7,781 examples of the Mosquito were produced in a total of 43 variants. The most popular variant was the Mk VI fighter bomber (FB) featured in this add-on, which was armed with four 20mm Hispano cannons and four .303 Browning machine guns in the nose section. A total of 2,292 examples of this version were built.
We proudly present the de Havilland DH.98 Mosquito FB Mk VI for FSX and P3D. This highly detailed model features a fully functioning virtual cockpit, six authentic colour schemes and numerous animations including removable exhaust and engine covers, nose gun panels, belly gun panels and door, and bomb bay doors.
• de Havilland Mosquito Mk VI variant built over the most accurate plans available, including original factory plans and drawings
• Removable exhaust covers, nose gun panels, bomb bay doors, belly gun panels and door
• Removable engine covers which reveal highly detailed Merlin engines
• Highly detailed model with intricate separately modelled panels and rivets etc.
• Bump and specular mapping used to produce a truly 3D feel
• Truly 3D virtual cockpit right down to the cables and piping - instruments fully constructed in 3D with smooth animations
• Cockpit textures feature realistic wear and tear
• Authentic systems, including electrical, hydraulic and fuel systems
• Directional indicator, P8 compass, VOR and ADF gauge included for easy navigation
• Opening front quarter windows for both seats
• Numerous animations including functioning variable-speed windscreen wipers and signal flares
• Easy-to-use Collins-based radio stack (concealed within period radio set) and simple autopilot (altitude/heading hold)
• Floodlighting and UV gauge lighting for night operations
Six authentic colour schemes
• CY-H of 613 'City of Manchester', 138 Wing, 2nd TAF, RAF. As flown by Flg Officers Rene Puyt and Jaques Muray, August 1944
• OB_J of 45 Squadron RCAF, flown by Flg Officers Frank Scholfield and Reg 'Taffy' F Russell based at Jaori, June 1945
• HR405/NE-A of No 143 Sqn, Banff Strike Wing, flown by Flg Officers A.V.Randell and R.R Rawlins
• LR373 YH-A 21 Sqn John Randall Daniel 'Bob' Braham DSO
• HR402/OB-C of No 45 Sqn, flown by Flt Lt C R Goodwin and Flt Off S Potts, Kumbhirgram, 15 January 1945
• 464 Sqn SB-V as flown during Operation Jericho by F/LT T McPhee, RNZAF and F/Lt G W Atkins
• Layered PSD paint kit
• Realistic flight dynamics
• Authentic sound set
• Droppable bomb animation and gun firing effects
• Custom landing light effects
• 2D configuration panel (includes eyepoint adjustment tool and crew configuration)
Additional aircraft information
The pressures of supply and demand in a wartime environment can give birth to some extraordinary thinking.

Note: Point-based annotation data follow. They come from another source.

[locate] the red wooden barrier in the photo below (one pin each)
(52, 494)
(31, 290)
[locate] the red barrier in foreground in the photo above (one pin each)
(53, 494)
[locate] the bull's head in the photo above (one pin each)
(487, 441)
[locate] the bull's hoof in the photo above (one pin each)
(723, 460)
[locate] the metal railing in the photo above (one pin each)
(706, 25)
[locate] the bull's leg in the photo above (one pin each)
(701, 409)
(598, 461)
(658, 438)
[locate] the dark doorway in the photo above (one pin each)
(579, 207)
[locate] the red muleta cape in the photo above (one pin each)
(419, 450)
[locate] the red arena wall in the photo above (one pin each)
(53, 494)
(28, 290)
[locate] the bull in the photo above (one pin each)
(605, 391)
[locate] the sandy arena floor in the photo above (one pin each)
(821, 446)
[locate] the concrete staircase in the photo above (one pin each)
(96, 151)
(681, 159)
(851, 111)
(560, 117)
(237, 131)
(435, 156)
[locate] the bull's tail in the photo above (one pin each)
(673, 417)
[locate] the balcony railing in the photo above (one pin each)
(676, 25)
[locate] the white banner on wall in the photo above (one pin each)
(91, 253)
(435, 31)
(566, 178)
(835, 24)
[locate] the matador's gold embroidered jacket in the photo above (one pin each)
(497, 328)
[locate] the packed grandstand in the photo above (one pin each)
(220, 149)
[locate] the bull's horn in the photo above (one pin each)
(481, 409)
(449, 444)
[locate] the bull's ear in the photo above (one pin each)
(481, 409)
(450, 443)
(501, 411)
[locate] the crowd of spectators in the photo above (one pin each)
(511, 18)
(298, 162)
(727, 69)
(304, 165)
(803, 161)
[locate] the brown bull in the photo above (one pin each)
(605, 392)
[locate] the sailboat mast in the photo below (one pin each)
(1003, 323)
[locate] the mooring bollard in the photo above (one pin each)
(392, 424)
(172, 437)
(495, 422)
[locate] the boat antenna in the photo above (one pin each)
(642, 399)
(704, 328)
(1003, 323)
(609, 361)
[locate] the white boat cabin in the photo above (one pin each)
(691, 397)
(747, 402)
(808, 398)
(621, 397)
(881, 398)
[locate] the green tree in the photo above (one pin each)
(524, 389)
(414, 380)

This was certainly the case with the design and development of the de Havilland Mosquito.
At a time when the metal producing resources of Great Britain were stretched to their limits, the designers at the de Havilland Aircraft Company came up with the idea of building the majority of an airframe from multi-layered plywood skins. Using the resources of an under-utilised furniture industry, the components could be constructed relatively easily with raw materials in plentiful supply.
So it was that the de Havilland Mosquito was designed around a cold-moulded plywood fuselage. The bulk of the construction, including the one-piece wings, employed the laminated ply and hardwood components – with metal only being used for the critical joints and engine mounts, brackets and screws.
Another benefit of using balsa wood and Canadian birch laminated plywood in the construction was a significant reduction in the weight of the finished airframe. This weight reduction, in combination with the aircraft’s two mighty Rolls-Royce Merlin 25 engines, resulted in excellent performance. Because of its speed, the Mossie was used on countless covert operations. Notable actions include the raid on the prison at Amiens dubbed 'Operation Jericho' and the infamous raid on the Gestapo headquarters in Denmark in 1945.